Werribee man remanded in custody over kill threat, car theft from Deer Park

The Whittlesea Country Music Festival has had some of its funding reinstated by Whittlesea council.

UPDATE: Werribee’s Gisueppe Joe Trifilo, 40, is in police custody following an alleged car theft in Deer Park and abduction of a nine-year-old Tibetan migrant last month.

Trifilo has been charged with several offences including false imprisonment, child stealing, unlicensed driving, committing an indictable offence while on bail, theft of motor vehicle and threats to kill. He has denied the offences.

Appearing in Sunshine Magistrates Court on Monday via video link, Trifilo, dressed in a blue shirt with long black hair, did not apply for bail.

He was remanded in custody and will face a contest mention on July 16 at the same court.

Police believe Trifilo and his female companion allegedly stole the Kia hatchback with pink number plates “SING 01” from visiting veteran South Australian musicians Dave Clark, 70, and Kate Townsend, 69, at the Deer Park BP petrol station on Ballarat Road on Tuesday morning, April 22.

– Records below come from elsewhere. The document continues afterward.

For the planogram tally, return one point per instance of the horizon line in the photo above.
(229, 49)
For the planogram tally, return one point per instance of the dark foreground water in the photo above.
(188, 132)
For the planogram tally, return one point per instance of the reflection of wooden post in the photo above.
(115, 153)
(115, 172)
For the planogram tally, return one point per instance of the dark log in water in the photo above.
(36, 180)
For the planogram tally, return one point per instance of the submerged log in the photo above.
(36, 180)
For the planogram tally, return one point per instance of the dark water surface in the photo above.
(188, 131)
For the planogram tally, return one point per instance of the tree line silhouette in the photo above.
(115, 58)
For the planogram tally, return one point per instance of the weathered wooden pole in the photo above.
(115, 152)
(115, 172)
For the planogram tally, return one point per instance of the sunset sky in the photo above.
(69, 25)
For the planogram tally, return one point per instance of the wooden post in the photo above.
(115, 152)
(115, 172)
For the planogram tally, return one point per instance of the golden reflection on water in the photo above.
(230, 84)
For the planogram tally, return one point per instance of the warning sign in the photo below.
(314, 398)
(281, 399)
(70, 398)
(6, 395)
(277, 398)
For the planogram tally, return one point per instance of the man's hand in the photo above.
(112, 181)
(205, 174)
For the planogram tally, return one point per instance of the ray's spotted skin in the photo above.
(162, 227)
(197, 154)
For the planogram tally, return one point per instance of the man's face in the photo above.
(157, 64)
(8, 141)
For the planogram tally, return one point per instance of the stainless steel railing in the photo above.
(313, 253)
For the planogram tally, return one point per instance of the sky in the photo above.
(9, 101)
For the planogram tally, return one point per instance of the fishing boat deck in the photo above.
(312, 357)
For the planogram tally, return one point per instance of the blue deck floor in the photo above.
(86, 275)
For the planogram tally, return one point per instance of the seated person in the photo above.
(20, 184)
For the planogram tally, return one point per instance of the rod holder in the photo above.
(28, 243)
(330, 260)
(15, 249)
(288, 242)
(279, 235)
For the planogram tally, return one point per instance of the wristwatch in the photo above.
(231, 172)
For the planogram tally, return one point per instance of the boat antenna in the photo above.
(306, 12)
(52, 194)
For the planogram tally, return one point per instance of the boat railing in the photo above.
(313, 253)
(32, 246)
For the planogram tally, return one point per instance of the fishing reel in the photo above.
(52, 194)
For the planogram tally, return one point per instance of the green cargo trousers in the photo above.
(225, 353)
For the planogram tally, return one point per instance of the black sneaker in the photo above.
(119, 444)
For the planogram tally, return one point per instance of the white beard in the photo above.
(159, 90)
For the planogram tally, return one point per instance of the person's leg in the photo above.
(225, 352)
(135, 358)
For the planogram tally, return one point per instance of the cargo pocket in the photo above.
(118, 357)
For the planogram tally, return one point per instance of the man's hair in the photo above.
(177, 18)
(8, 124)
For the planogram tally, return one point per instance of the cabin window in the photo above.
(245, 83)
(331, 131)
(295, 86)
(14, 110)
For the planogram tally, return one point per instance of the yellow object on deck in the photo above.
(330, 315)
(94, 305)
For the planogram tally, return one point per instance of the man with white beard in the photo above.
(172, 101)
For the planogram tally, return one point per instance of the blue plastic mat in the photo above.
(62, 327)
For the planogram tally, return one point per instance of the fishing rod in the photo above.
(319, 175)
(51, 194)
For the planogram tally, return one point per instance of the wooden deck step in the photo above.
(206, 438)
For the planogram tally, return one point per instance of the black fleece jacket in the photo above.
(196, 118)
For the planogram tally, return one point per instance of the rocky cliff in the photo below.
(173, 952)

Clark was an early influence on iconic Australian musician Paul Kelly and was mentioned in his autobiography, How To Make Gravy.

The Star Weekly understands Clark, Townsend and their sponsored grandchild, a six-year-old boy, left the car while the nine-year-old girl was left in the back seat.

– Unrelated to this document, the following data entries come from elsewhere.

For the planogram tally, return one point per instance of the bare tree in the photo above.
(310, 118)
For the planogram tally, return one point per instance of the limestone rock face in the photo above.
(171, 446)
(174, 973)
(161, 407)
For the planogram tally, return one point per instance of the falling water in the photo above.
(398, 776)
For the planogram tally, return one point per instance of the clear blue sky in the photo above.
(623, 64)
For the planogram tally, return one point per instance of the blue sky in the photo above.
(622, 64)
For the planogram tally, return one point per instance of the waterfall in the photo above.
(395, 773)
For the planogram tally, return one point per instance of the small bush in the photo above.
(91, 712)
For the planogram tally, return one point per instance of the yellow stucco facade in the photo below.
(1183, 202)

The alleged offender snuck into the car and drove off, picking up his female companion along a service road who was carrying a TV.

The female is still at large.

Melton Crime Investigation Unit’s Robert Henley told the Star Weekly Townsend had gone to pay for the fuel while Clark took the boy to the toilet, leaving the girl in the back seat for less than a minute.

Police alleged it was at that point when Trifilo stole the vehicle.

“They let her [the little girl] out with a cushion on the side of the road. After a harrowing few moments, they [Clark and Townsend] saw the girl running back from the main road.”

Townsend spoke of the “terror” of losing the child, whose mother they have sponsored for the past 14 years.

“It was the most terrifying minute of our lives until she was let out on the side of the road and ran back to us,” she said.

“I’ve never ever left the keys in the car in my life. We only left her alone for 15 to 20 seconds, it was a pretty short time.

“I have never felt like that in my life, it was so painful, to lose your own child is so painful. But to lose a child that you are responsible for, the things that were going through my head … the pain of realising it’s not our child, unbelievable pain, I don’t know how they [the parents] are coping.”

The car was filled with an estimated $20,000 worth of belongings, including memorable musical instruments including two John Price Ukuleles, a hand-made White Swallow Banjo, accordion, Irish Bodhran drum, two phones and two laptops.

“We have not yet cried over the instruments as it pales into insignificance over momentarily losing her. The young girl is doing very well … she is talking about it in secure circumstances, [she] has written in her diary and told teachers and friends. We are complimenting her on remaining calm despite her feelings of terror,” Townsend said.

The couple, who have run the popular The Singing Gallery in McLaren Vale for the past 21 years, were returning to Adelaide after a gig at Wild Thyme in the Yarra Valley with son Woody.

‘‘We know that music is their livelihoods, their joy, their life and has been for 40 years. For them each instrument carries the memory of every gig, the notes of every song,” Woody said.

‘‘They have developed a unique relationship with each instrument over the years and have shared this with the world. Paul Kelly used to listen to Dad play in the 70s and wrote about him in his memoir, How To Make Gravy.”

“Paul used to watch me play various folk venues back in the 1970s,” Clark said.

Woody said the musical instruments were almost irreplaceable.

“It’s not the $5000 handmade Price guitar that Dad is most upset about, it’s the concertina because this is irreplaceable. This instrument sat in his grandfather’s attic in England for many, many years. It belonged to my great-grandfather,” he said.

The car was eventually found in Doncaster.